Pourquoi cette haine de la Russie ? Parce que celle-ci représente au sein de la civilisation occidentale la résistance à l’idéologie américaine, ce mondialisme qui sous prétexte d’exporter la démocratie entend surtout procéder à un nivellement culturel réduisant le monde occidental  à un vaste marché de consommateurs abêtis, soumis au “tittytainment”*, au sein de leurs tribus broyées par les migrations. Le modèle américain face au modèle russe : voilà le vrai débat ! D’un côté, un pays d’immigrés unis par un mode de vie superficiel que toute crise économique peut remettre en cause et dont les communautés vivant côte à côte risquent d’être de plus en plus face à face. De l’autre un pays, certes composite, mais attaché à ses traditions, à son histoire, à sa riche culture. Si la France veut persévérer dans son être, c’est le modèle russe qu’elle doit choisir d’autant plus qu’il ne prétend pas imposer un système politique. La France peut parfaitement sauvegarder à la fois son identité culturelle et ses libertés, à condition de réserver celles-ci à ses citoyens et de renoncer à être le réceptacle de toute la misère du monde.

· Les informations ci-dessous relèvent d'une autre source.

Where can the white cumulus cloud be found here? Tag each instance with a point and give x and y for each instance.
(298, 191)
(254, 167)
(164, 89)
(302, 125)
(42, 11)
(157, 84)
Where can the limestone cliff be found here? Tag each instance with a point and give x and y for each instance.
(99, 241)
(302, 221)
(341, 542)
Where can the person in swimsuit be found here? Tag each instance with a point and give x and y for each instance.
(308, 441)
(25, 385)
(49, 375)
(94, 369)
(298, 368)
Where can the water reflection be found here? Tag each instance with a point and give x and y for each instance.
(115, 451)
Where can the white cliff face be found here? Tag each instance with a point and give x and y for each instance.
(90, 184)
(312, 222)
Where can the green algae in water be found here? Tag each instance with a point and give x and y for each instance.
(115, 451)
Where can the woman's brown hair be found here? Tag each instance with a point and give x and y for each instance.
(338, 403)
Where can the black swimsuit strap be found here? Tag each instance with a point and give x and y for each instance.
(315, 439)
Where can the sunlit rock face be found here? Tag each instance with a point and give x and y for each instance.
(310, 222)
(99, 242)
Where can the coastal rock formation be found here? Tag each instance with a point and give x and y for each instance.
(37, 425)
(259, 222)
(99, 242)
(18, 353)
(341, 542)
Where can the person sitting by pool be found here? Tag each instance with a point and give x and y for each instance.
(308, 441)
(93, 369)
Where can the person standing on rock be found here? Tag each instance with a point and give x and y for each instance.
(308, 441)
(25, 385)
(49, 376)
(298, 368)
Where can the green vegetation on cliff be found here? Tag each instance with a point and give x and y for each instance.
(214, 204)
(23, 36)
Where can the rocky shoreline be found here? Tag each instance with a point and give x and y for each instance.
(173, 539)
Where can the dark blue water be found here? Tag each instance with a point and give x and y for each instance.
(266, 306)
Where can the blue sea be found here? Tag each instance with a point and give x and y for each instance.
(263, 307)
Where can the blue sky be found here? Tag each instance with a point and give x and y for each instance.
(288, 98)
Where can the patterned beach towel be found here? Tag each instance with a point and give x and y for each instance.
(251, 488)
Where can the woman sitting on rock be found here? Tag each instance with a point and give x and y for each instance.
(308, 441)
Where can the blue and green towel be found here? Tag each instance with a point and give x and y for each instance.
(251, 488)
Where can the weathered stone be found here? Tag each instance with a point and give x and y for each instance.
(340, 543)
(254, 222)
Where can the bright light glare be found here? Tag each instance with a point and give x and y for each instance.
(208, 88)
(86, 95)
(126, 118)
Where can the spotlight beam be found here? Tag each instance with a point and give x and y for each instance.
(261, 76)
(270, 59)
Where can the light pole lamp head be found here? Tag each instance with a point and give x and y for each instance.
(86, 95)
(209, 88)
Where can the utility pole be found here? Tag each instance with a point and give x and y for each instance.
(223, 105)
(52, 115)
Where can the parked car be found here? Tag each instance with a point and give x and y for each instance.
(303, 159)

A plusieurs reprises, la France ne s’est sauvée qu’en pratiquant une stratégie de revers. Sous François 1er et sous Louis XIV elle s’est alliée au Grand Turc contre l’Empire. Elle devrait aujourd’hui avoir le courage de renouveler cette pratique indispensable à son indépendance et à sa survie. Cela veut dire : quitter l’Otan, et ne pas craindre de soutenir la Russie de la Crimée à la Libye en passant par la Syrie.

*« Tittytainment » est un mot-valise désignant un sous-système soutenu voire mis en œuvre pour inhiber la critique politique chez les laissés-pour-compte du libéralisme et du mondialisme. Il passe notamment par l’omniprésence de divertissements abrutissants et une satisfaction suffisante des besoins primaires.